If you’ve been keeping up with our AMD coverage since the launch of RDNA 1 back in 2019, these results should not surprise. We’ve tested more old games than this on an array of cards, and discovered the problem of frame rates lagging behind comparably powerful Nvidia GPUs persisted throughout the RDNA 1 and RDNA 2 stack. These results suggest that that issue persists here in January 2022. If your main PC-game squeezes are older DirectX 11 games, be warned that the Radeon RX 6500 XT likely won’t provide price-competitive performance until AMD addresses driver shortfalls on older games.
Overclocking and Thermals: A Hot Pocket
Onward to temperature-testing and overclocking the card. We subjected the Gigabyte Eagle 4G to a 10-minute stress test in 3DMark Port Royal, and the card peaked at a temperature of 71 degrees C. We consider this fairly high for a card at such a low power tier, especially considering the Gigabyte-branded Radeon RX 6600 XT’s result of just 59 degrees C in the same test.
Most of this heat was collected and dumped into the middle of the backplate, according to what we saw through a FLIR One Pro thermal imaging camera aimed at our testbed during the stress test.
When it came time to overclock the card using AMD’s Radeon Software utility, we weren’t able to achieve any sort of stable overclock profile that produced useful results. Any applied overclock would either return the same results as the card at stock settings, or hurt the score if the card had more than 150MHz applied to the maximum boost clock.

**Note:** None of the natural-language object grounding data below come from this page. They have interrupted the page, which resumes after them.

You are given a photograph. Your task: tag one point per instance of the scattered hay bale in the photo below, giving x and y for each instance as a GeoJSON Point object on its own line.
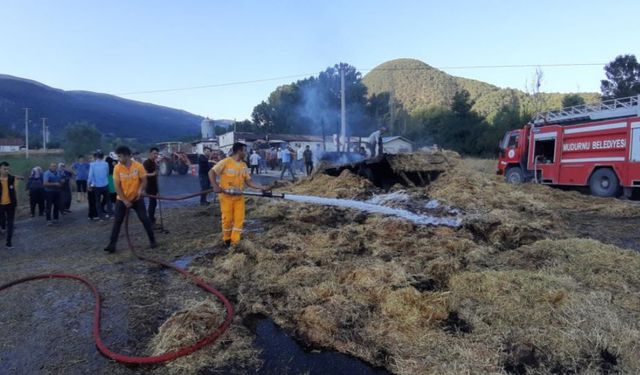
{"type": "Point", "coordinates": [192, 323]}
{"type": "Point", "coordinates": [346, 185]}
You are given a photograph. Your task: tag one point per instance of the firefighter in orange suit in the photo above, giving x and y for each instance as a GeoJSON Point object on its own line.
{"type": "Point", "coordinates": [234, 175]}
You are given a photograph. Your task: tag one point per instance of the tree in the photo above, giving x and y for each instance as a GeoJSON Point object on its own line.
{"type": "Point", "coordinates": [304, 106]}
{"type": "Point", "coordinates": [571, 100]}
{"type": "Point", "coordinates": [461, 103]}
{"type": "Point", "coordinates": [623, 78]}
{"type": "Point", "coordinates": [81, 138]}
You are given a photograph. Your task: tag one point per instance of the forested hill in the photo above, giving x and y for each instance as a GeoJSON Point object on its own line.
{"type": "Point", "coordinates": [113, 116]}
{"type": "Point", "coordinates": [419, 86]}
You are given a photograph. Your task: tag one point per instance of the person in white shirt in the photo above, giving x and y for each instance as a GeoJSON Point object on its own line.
{"type": "Point", "coordinates": [300, 159]}
{"type": "Point", "coordinates": [375, 141]}
{"type": "Point", "coordinates": [254, 162]}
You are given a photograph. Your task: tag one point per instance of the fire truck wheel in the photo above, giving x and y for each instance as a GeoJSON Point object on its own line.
{"type": "Point", "coordinates": [514, 175]}
{"type": "Point", "coordinates": [604, 183]}
{"type": "Point", "coordinates": [182, 168]}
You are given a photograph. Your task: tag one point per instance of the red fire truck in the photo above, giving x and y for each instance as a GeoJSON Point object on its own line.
{"type": "Point", "coordinates": [587, 145]}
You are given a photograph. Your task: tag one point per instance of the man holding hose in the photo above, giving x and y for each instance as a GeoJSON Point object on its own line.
{"type": "Point", "coordinates": [234, 175]}
{"type": "Point", "coordinates": [130, 179]}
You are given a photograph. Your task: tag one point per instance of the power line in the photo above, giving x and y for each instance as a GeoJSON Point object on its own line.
{"type": "Point", "coordinates": [238, 83]}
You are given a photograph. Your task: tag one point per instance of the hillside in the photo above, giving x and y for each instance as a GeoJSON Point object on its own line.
{"type": "Point", "coordinates": [112, 115]}
{"type": "Point", "coordinates": [418, 86]}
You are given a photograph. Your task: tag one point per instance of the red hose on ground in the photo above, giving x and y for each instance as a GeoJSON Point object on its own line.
{"type": "Point", "coordinates": [96, 317]}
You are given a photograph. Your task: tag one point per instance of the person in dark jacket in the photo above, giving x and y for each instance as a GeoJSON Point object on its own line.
{"type": "Point", "coordinates": [35, 187]}
{"type": "Point", "coordinates": [151, 166]}
{"type": "Point", "coordinates": [8, 202]}
{"type": "Point", "coordinates": [91, 195]}
{"type": "Point", "coordinates": [65, 192]}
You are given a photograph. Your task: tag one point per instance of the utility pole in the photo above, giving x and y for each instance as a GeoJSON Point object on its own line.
{"type": "Point", "coordinates": [26, 130]}
{"type": "Point", "coordinates": [393, 111]}
{"type": "Point", "coordinates": [44, 133]}
{"type": "Point", "coordinates": [343, 114]}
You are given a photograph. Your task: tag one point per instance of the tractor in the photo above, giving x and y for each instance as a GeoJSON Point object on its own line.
{"type": "Point", "coordinates": [173, 158]}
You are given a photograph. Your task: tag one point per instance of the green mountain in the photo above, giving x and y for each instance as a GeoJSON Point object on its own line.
{"type": "Point", "coordinates": [113, 116]}
{"type": "Point", "coordinates": [419, 86]}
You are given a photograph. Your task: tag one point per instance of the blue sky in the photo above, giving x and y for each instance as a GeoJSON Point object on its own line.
{"type": "Point", "coordinates": [128, 46]}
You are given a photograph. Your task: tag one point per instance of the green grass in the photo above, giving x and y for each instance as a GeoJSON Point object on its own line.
{"type": "Point", "coordinates": [21, 166]}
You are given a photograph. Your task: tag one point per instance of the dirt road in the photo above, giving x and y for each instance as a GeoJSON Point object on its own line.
{"type": "Point", "coordinates": [46, 325]}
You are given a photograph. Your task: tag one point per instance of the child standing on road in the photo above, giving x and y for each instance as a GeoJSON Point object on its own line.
{"type": "Point", "coordinates": [35, 187]}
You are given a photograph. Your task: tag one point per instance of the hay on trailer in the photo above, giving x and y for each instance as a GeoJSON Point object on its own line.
{"type": "Point", "coordinates": [346, 185]}
{"type": "Point", "coordinates": [425, 161]}
{"type": "Point", "coordinates": [506, 292]}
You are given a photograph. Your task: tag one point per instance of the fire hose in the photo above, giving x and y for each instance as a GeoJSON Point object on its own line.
{"type": "Point", "coordinates": [168, 356]}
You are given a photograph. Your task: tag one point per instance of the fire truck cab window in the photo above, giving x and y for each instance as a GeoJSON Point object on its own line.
{"type": "Point", "coordinates": [545, 151]}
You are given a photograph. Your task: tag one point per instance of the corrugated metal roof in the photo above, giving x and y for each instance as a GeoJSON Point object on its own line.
{"type": "Point", "coordinates": [11, 142]}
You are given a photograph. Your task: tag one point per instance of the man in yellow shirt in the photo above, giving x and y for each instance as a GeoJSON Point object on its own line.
{"type": "Point", "coordinates": [8, 201]}
{"type": "Point", "coordinates": [234, 175]}
{"type": "Point", "coordinates": [130, 180]}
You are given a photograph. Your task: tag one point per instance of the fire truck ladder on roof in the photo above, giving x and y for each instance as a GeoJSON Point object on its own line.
{"type": "Point", "coordinates": [623, 107]}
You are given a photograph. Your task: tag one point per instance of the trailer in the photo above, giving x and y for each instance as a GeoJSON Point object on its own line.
{"type": "Point", "coordinates": [588, 145]}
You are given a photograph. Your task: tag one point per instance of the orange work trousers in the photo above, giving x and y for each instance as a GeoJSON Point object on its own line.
{"type": "Point", "coordinates": [232, 208]}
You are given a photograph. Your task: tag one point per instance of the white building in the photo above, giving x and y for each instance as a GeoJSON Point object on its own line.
{"type": "Point", "coordinates": [207, 128]}
{"type": "Point", "coordinates": [392, 145]}
{"type": "Point", "coordinates": [200, 145]}
{"type": "Point", "coordinates": [11, 144]}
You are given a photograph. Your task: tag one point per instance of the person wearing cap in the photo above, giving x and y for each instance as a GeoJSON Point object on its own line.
{"type": "Point", "coordinates": [98, 181]}
{"type": "Point", "coordinates": [234, 175]}
{"type": "Point", "coordinates": [130, 179]}
{"type": "Point", "coordinates": [375, 141]}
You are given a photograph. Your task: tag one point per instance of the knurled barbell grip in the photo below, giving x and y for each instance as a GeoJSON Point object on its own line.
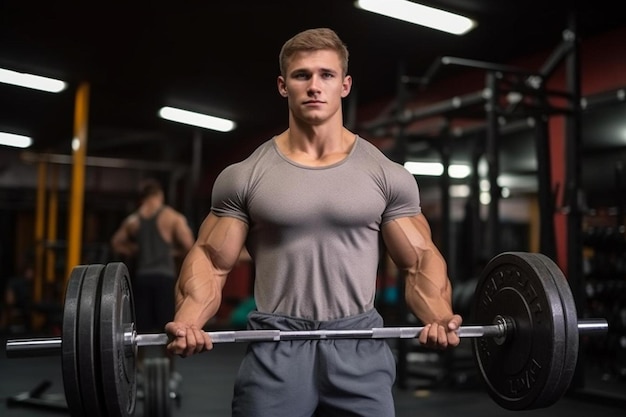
{"type": "Point", "coordinates": [283, 335]}
{"type": "Point", "coordinates": [52, 345]}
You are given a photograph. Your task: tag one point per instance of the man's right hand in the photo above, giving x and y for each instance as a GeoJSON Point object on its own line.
{"type": "Point", "coordinates": [186, 340]}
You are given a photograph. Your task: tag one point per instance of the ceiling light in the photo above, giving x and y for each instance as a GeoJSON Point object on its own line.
{"type": "Point", "coordinates": [16, 141]}
{"type": "Point", "coordinates": [197, 119]}
{"type": "Point", "coordinates": [31, 81]}
{"type": "Point", "coordinates": [420, 15]}
{"type": "Point", "coordinates": [435, 169]}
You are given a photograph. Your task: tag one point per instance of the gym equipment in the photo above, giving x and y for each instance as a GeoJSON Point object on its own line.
{"type": "Point", "coordinates": [526, 352]}
{"type": "Point", "coordinates": [157, 399]}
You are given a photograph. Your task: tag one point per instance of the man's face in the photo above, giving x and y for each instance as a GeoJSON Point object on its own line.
{"type": "Point", "coordinates": [314, 85]}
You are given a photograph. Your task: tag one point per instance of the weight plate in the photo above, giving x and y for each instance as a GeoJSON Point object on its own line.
{"type": "Point", "coordinates": [570, 316]}
{"type": "Point", "coordinates": [88, 342]}
{"type": "Point", "coordinates": [117, 352]}
{"type": "Point", "coordinates": [521, 371]}
{"type": "Point", "coordinates": [69, 356]}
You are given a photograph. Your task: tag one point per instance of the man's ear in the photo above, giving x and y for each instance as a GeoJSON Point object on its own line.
{"type": "Point", "coordinates": [346, 86]}
{"type": "Point", "coordinates": [282, 86]}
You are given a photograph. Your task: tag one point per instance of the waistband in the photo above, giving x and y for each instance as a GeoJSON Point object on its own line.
{"type": "Point", "coordinates": [270, 321]}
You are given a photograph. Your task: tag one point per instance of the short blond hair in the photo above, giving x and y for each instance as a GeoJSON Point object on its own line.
{"type": "Point", "coordinates": [313, 40]}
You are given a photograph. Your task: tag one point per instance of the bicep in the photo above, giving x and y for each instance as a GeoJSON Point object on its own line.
{"type": "Point", "coordinates": [407, 239]}
{"type": "Point", "coordinates": [221, 239]}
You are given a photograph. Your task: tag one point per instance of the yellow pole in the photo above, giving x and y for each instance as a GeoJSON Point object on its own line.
{"type": "Point", "coordinates": [77, 192]}
{"type": "Point", "coordinates": [40, 221]}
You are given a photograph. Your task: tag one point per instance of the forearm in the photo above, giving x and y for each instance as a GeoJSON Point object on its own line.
{"type": "Point", "coordinates": [199, 289]}
{"type": "Point", "coordinates": [427, 286]}
{"type": "Point", "coordinates": [428, 291]}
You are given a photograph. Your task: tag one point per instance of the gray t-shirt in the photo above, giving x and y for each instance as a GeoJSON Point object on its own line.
{"type": "Point", "coordinates": [314, 232]}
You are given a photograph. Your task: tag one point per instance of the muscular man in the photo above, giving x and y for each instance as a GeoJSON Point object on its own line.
{"type": "Point", "coordinates": [310, 205]}
{"type": "Point", "coordinates": [154, 236]}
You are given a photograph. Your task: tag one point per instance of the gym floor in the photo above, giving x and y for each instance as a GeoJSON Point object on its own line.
{"type": "Point", "coordinates": [208, 379]}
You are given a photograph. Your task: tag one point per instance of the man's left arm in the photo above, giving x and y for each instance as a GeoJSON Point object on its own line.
{"type": "Point", "coordinates": [428, 290]}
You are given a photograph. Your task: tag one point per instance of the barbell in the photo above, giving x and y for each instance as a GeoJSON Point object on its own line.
{"type": "Point", "coordinates": [526, 352]}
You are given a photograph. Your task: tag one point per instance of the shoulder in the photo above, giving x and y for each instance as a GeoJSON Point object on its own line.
{"type": "Point", "coordinates": [377, 160]}
{"type": "Point", "coordinates": [262, 156]}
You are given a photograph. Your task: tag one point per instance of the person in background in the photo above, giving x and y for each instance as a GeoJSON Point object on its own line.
{"type": "Point", "coordinates": [310, 205]}
{"type": "Point", "coordinates": [154, 238]}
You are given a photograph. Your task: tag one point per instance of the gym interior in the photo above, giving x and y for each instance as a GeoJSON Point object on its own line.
{"type": "Point", "coordinates": [539, 128]}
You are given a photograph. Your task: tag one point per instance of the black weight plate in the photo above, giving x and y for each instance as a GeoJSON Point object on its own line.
{"type": "Point", "coordinates": [118, 355]}
{"type": "Point", "coordinates": [521, 372]}
{"type": "Point", "coordinates": [69, 355]}
{"type": "Point", "coordinates": [570, 316]}
{"type": "Point", "coordinates": [88, 342]}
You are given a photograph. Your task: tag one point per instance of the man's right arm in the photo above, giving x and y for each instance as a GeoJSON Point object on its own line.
{"type": "Point", "coordinates": [202, 276]}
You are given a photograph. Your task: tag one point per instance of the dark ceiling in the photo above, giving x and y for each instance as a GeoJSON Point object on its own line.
{"type": "Point", "coordinates": [222, 57]}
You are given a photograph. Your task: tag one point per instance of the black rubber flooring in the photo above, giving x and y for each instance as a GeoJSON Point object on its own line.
{"type": "Point", "coordinates": [207, 383]}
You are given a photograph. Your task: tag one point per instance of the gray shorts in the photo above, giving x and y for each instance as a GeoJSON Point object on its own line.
{"type": "Point", "coordinates": [305, 378]}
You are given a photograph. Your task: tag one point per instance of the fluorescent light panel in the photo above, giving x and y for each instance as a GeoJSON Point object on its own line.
{"type": "Point", "coordinates": [435, 169]}
{"type": "Point", "coordinates": [419, 15]}
{"type": "Point", "coordinates": [35, 82]}
{"type": "Point", "coordinates": [16, 141]}
{"type": "Point", "coordinates": [197, 119]}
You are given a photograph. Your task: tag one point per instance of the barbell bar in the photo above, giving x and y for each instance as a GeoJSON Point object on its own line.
{"type": "Point", "coordinates": [51, 346]}
{"type": "Point", "coordinates": [526, 354]}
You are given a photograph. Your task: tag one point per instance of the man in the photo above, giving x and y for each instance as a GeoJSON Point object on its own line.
{"type": "Point", "coordinates": [155, 237]}
{"type": "Point", "coordinates": [310, 205]}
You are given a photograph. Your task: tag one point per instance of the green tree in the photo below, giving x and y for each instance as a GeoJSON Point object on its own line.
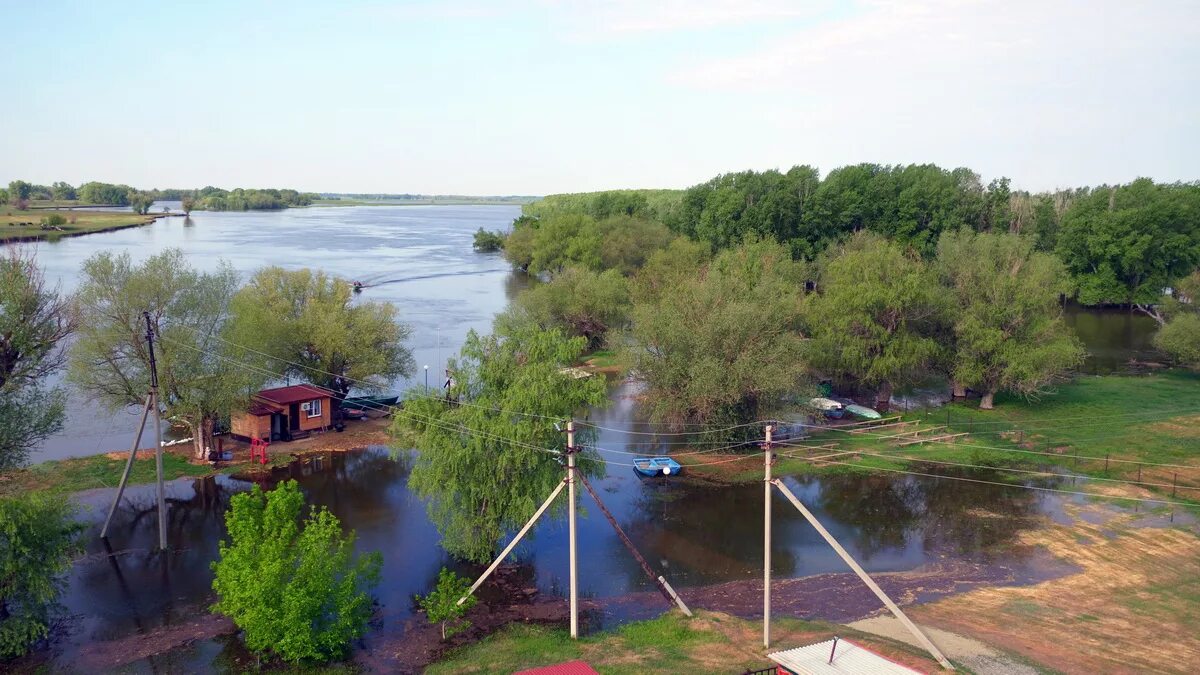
{"type": "Point", "coordinates": [189, 309]}
{"type": "Point", "coordinates": [1180, 338]}
{"type": "Point", "coordinates": [1126, 244]}
{"type": "Point", "coordinates": [63, 191]}
{"type": "Point", "coordinates": [580, 302]}
{"type": "Point", "coordinates": [877, 317]}
{"type": "Point", "coordinates": [724, 341]}
{"type": "Point", "coordinates": [1008, 330]}
{"type": "Point", "coordinates": [294, 587]}
{"type": "Point", "coordinates": [489, 242]}
{"type": "Point", "coordinates": [35, 322]}
{"type": "Point", "coordinates": [442, 604]}
{"type": "Point", "coordinates": [483, 466]}
{"type": "Point", "coordinates": [19, 193]}
{"type": "Point", "coordinates": [306, 323]}
{"type": "Point", "coordinates": [141, 202]}
{"type": "Point", "coordinates": [39, 541]}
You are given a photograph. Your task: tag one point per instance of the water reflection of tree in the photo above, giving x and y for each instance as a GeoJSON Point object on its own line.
{"type": "Point", "coordinates": [967, 519]}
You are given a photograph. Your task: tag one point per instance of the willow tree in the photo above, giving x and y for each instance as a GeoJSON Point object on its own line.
{"type": "Point", "coordinates": [487, 453]}
{"type": "Point", "coordinates": [306, 324]}
{"type": "Point", "coordinates": [724, 340]}
{"type": "Point", "coordinates": [198, 374]}
{"type": "Point", "coordinates": [35, 322]}
{"type": "Point", "coordinates": [1008, 333]}
{"type": "Point", "coordinates": [879, 316]}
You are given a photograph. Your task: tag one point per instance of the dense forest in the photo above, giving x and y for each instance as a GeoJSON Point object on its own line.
{"type": "Point", "coordinates": [736, 296]}
{"type": "Point", "coordinates": [23, 195]}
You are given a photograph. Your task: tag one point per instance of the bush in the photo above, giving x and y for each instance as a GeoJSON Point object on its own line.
{"type": "Point", "coordinates": [295, 589]}
{"type": "Point", "coordinates": [489, 242]}
{"type": "Point", "coordinates": [39, 537]}
{"type": "Point", "coordinates": [442, 604]}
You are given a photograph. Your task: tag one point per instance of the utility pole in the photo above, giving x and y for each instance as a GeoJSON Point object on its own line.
{"type": "Point", "coordinates": [570, 511]}
{"type": "Point", "coordinates": [766, 539]}
{"type": "Point", "coordinates": [157, 435]}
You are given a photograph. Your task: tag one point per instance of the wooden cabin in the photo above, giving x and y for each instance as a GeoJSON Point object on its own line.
{"type": "Point", "coordinates": [285, 413]}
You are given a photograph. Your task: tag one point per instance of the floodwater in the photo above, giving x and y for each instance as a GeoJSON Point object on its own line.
{"type": "Point", "coordinates": [690, 532]}
{"type": "Point", "coordinates": [420, 258]}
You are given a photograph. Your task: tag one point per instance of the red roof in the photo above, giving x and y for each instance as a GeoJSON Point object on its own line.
{"type": "Point", "coordinates": [297, 393]}
{"type": "Point", "coordinates": [569, 668]}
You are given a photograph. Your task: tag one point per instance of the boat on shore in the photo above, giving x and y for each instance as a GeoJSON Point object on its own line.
{"type": "Point", "coordinates": [831, 407]}
{"type": "Point", "coordinates": [863, 412]}
{"type": "Point", "coordinates": [370, 402]}
{"type": "Point", "coordinates": [657, 466]}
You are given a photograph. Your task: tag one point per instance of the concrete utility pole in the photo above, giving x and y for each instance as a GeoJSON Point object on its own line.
{"type": "Point", "coordinates": [570, 511]}
{"type": "Point", "coordinates": [157, 436]}
{"type": "Point", "coordinates": [766, 539]}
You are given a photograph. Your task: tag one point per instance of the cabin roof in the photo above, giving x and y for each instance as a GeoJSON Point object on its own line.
{"type": "Point", "coordinates": [297, 393]}
{"type": "Point", "coordinates": [850, 657]}
{"type": "Point", "coordinates": [569, 668]}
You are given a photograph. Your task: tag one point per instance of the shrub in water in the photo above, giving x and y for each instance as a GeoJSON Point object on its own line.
{"type": "Point", "coordinates": [295, 589]}
{"type": "Point", "coordinates": [39, 537]}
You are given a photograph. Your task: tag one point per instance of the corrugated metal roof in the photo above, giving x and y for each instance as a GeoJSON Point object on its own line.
{"type": "Point", "coordinates": [569, 668]}
{"type": "Point", "coordinates": [293, 394]}
{"type": "Point", "coordinates": [849, 658]}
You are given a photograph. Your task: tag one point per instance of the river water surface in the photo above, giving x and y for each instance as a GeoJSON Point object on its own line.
{"type": "Point", "coordinates": [694, 533]}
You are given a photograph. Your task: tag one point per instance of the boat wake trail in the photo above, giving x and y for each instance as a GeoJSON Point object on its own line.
{"type": "Point", "coordinates": [384, 281]}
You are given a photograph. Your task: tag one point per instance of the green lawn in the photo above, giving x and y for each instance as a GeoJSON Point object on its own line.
{"type": "Point", "coordinates": [97, 471]}
{"type": "Point", "coordinates": [15, 223]}
{"type": "Point", "coordinates": [1153, 418]}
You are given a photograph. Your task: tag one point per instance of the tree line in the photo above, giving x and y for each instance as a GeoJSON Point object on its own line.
{"type": "Point", "coordinates": [1122, 244]}
{"type": "Point", "coordinates": [21, 195]}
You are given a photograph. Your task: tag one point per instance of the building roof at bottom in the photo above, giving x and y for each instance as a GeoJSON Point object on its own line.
{"type": "Point", "coordinates": [849, 658]}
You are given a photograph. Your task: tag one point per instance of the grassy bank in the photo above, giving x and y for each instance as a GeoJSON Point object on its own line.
{"type": "Point", "coordinates": [27, 225]}
{"type": "Point", "coordinates": [1095, 425]}
{"type": "Point", "coordinates": [99, 471]}
{"type": "Point", "coordinates": [709, 643]}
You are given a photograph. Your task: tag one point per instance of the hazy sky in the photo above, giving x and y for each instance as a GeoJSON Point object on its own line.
{"type": "Point", "coordinates": [552, 96]}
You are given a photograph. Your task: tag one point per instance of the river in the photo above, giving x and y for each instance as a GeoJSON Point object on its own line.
{"type": "Point", "coordinates": [694, 533]}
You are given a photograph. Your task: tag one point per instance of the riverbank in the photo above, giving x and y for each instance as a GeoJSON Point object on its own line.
{"type": "Point", "coordinates": [105, 470]}
{"type": "Point", "coordinates": [25, 226]}
{"type": "Point", "coordinates": [707, 643]}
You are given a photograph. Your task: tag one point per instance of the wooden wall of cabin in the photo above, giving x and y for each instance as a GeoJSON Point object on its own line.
{"type": "Point", "coordinates": [246, 426]}
{"type": "Point", "coordinates": [321, 422]}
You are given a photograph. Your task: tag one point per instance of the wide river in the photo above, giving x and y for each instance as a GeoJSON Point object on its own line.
{"type": "Point", "coordinates": [420, 258]}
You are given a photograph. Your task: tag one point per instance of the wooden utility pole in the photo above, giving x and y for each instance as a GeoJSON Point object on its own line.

An Oasis in the 1080p Desert, or a Mirage?
The AMD Radeon RX 6500 XT is a fine 1080p engine that works well for both AAA games at 60fps and multiplayer games at high refresh rates, and it held strong in all of our test runs save our handful of legacy AAA titles, a known stumbling block for RDNA-based Radeon GPUs.
However, the inclusion of ray-tracing cores for such a low-power card, especially in its introductory price range, seems overly optimistic to our eyes. In the same way some monitor manufacturers might include the bare-minimum HDR spec on a display just to have the logo on the box, ray-tracing cores on a $199 graphics card prove mostly pointless, at least without any form of AMD’s Radeon Super Resolution (RSR) applied. We have plans to put RSR through more vigorous testing in the coming weeks, but until we have that bank of numbers to compare from, we’ll stick to the conclusion from our testing regimen: The RX 6500 XT is too underpowered to handle ray-tracing effectively above even 30fps at 1080p resolution.
But we also know what the GPU stock situation is like out there. As long as you don’t plan on spending most of your PC-gaming time around the still fairly limited number of titles that even support ray-tracing in the first place, the AMD Radeon RX 6500 XT might fill your list of requirements. Number one: It’s available (in theory). Number two: If it’s available, is there even a number two?
As for that availability: The RX 6500 XT launches just under the threshold where a GPU starts being effective for mining operations, so there’s at least a chance that you will be able to find the RX 6500 XT at list price (if you can find it at all) for a little while after this review goes live. And if you can land one at MSRP, you should consider it if 1080p play and moderate multiplayer battles (under a 165Hz refresh rate) are your aim. It will do its best work for competitive esports players playing at high refresh rates and lower detail settings at 1080p. But it will still fill a gap for the AAA-gaming set in a 60fps pinch.
For everyone else who didn’t get their RX 6500 XT at MSRP in time? Back to digging in the eBay salt mines for the best deal you can find on a GTX 1650 Super!